While recycling is important and we sure do more at our home than ever before, I caution re-using bags for a market.

The 'careful consumer' in me asks- "what was the bag used for before?" "was anything nasty spilled in it that I can't see?" I think you see where I'm going here. Not at all trying to discourage recycling, but I have to take caution reusing a bag for food from someone else or for someone else. We use the reusable shopping bags, aslo, but we know what has been in them and it's our own use only. I have bought veggies from a neighboring vendor at the farmer's market and felt safe with the bags they provided. I have no doubt that some consumers may not want a used bag for their food products.
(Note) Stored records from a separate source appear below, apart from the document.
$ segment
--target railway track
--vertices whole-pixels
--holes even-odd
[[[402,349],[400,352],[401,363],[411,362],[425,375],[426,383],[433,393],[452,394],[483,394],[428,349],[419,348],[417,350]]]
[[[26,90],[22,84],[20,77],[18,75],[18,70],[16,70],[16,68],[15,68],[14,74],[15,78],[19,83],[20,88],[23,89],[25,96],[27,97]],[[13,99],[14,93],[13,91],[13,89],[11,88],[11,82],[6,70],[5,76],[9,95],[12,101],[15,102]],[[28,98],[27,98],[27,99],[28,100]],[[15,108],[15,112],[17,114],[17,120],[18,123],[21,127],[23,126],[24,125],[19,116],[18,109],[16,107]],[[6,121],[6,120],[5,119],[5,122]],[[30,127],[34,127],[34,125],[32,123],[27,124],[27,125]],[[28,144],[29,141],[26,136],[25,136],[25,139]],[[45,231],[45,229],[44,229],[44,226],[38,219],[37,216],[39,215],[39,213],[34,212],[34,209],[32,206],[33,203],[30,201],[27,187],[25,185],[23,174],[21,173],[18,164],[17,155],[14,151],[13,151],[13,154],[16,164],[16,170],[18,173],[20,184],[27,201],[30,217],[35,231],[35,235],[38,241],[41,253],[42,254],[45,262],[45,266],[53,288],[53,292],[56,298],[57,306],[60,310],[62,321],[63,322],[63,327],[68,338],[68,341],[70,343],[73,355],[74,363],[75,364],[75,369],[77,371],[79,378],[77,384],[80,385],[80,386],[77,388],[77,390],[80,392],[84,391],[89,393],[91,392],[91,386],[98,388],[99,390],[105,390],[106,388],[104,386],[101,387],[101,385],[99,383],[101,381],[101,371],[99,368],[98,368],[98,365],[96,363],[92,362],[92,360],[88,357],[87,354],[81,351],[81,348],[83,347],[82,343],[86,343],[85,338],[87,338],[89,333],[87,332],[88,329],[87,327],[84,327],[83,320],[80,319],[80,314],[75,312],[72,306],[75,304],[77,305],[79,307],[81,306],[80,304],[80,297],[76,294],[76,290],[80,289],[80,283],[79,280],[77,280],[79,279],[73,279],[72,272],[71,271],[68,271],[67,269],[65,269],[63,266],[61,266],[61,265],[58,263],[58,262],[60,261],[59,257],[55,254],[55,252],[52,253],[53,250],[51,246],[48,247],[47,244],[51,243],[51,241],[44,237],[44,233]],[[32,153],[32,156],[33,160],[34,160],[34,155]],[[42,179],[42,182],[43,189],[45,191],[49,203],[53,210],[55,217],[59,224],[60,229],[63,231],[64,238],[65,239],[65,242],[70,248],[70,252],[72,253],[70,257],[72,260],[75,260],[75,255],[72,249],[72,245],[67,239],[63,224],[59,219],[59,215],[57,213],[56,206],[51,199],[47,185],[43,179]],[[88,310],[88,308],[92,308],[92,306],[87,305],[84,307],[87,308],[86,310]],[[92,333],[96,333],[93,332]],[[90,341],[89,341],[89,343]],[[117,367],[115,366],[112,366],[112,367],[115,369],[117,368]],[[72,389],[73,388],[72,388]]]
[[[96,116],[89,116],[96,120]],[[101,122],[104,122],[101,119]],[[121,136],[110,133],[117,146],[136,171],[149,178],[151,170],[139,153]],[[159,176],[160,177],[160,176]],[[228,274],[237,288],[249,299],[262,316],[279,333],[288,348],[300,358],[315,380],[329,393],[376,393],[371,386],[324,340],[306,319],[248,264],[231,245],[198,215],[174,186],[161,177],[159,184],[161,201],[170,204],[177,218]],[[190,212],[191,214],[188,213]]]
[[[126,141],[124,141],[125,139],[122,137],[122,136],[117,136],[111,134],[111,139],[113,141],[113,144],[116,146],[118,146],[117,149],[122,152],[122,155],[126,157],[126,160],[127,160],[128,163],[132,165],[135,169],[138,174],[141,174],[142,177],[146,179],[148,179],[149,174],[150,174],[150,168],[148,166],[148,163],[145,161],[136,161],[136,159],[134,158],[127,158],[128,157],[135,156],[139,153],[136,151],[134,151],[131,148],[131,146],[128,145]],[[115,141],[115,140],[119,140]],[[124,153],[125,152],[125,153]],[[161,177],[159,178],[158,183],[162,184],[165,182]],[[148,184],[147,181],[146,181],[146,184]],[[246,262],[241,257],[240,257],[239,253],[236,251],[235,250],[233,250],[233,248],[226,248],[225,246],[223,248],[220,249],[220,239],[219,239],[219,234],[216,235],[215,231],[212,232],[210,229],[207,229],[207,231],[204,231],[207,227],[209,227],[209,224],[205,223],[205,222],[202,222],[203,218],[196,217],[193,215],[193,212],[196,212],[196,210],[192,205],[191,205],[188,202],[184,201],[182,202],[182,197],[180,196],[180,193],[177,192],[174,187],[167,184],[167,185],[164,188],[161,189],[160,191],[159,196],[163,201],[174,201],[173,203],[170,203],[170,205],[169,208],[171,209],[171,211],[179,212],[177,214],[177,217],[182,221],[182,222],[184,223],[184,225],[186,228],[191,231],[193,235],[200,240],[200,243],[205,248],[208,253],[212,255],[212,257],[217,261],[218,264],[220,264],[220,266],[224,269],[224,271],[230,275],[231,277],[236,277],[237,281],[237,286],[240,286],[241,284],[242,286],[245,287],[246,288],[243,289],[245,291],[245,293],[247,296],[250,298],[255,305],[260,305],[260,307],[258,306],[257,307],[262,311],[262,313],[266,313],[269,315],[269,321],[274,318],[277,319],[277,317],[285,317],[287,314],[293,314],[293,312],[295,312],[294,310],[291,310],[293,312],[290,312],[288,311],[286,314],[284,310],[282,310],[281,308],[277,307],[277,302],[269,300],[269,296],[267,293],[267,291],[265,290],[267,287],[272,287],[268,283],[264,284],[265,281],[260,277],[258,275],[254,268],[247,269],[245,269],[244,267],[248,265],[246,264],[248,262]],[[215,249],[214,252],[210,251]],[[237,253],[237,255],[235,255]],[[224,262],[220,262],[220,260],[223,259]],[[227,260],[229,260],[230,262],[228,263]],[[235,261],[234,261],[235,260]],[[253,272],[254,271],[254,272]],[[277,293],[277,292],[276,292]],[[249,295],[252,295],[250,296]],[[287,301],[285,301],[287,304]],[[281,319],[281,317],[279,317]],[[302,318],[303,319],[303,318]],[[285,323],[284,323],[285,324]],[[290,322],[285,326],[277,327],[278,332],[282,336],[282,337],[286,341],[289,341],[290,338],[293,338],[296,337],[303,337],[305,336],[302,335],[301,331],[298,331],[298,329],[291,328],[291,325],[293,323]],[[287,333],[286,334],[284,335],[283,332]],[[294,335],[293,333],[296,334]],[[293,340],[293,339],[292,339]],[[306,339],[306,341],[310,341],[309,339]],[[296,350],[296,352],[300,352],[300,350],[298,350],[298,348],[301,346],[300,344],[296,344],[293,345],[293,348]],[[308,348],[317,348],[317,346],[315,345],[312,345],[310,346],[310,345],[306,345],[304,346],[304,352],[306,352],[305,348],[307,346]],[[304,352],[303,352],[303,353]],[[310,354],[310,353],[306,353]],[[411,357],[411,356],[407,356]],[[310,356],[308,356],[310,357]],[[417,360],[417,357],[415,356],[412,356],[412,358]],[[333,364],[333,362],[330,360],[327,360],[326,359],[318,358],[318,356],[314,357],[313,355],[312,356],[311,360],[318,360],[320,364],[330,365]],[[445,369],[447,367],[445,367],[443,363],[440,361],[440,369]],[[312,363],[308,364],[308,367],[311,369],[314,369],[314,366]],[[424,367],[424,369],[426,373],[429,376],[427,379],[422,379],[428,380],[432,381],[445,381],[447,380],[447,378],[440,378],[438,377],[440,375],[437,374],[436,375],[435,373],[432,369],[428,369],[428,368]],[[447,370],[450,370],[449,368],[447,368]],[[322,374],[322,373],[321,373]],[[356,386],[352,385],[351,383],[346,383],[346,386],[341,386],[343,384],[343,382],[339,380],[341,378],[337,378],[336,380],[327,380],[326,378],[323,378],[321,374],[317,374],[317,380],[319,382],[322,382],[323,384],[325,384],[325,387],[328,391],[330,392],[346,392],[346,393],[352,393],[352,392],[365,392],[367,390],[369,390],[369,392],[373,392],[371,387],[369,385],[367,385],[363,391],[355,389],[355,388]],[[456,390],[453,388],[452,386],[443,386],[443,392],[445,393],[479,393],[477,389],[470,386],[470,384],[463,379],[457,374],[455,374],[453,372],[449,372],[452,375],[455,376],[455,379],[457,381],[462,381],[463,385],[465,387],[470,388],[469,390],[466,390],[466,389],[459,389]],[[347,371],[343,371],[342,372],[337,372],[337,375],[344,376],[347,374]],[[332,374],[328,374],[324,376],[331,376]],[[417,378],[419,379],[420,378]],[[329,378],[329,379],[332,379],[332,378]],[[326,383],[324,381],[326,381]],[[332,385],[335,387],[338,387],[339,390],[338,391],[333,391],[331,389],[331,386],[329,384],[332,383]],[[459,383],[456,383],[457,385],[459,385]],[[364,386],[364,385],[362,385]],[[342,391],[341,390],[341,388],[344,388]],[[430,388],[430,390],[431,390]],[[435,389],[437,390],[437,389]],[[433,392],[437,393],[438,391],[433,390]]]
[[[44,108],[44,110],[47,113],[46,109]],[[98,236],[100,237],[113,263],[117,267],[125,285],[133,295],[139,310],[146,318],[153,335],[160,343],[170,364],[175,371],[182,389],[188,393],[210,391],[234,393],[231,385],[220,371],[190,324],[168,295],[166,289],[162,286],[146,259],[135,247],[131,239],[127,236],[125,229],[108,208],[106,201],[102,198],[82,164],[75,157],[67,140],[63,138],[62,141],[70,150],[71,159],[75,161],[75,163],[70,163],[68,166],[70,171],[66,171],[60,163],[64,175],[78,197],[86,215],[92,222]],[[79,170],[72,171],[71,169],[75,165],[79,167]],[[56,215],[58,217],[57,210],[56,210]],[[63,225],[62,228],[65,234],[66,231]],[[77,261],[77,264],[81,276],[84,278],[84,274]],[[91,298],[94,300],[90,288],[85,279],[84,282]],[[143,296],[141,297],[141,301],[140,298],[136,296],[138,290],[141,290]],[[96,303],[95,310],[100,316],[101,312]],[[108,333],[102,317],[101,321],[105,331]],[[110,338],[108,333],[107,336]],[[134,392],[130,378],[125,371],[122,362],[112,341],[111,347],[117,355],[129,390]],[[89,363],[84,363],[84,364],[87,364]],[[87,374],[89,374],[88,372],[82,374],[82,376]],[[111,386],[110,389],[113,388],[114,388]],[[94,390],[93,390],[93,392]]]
Just a thought. I do not reuse bags for my customers' goodies at the farmers markets we participate in.

Additional thoughts - Grant has a good idea here. If the bags are unused and were going to be tossed away, then by all means I think it's wonderful to use those! I just forgot to add this thought when responding this morning.


----------



## rlsiv (Feb 26, 2011)

Very resourceful, Grant ! :thumbsup:

The price is right, it is truly "recycling" an unused product AND its a great way to get a little advertising "plug" in for the Scouts with every sale. Definitely a win-win!


----------



## waynesgarden (Jan 3, 2009)

It won't help Grant get free bags, but he might suggest to the scouts to not date the bags. 

Just a thought.

Wayne


----------



## max2 (Dec 24, 2009)

We sell Honey and candles and vegetable seedlings at the farmers market. We use used plastic bags to pack the seedlings in - one problem - the newer type, made from corn stark so they break down quickly, often just disintegrate. I would never trust them to hold a jar of honey!


----------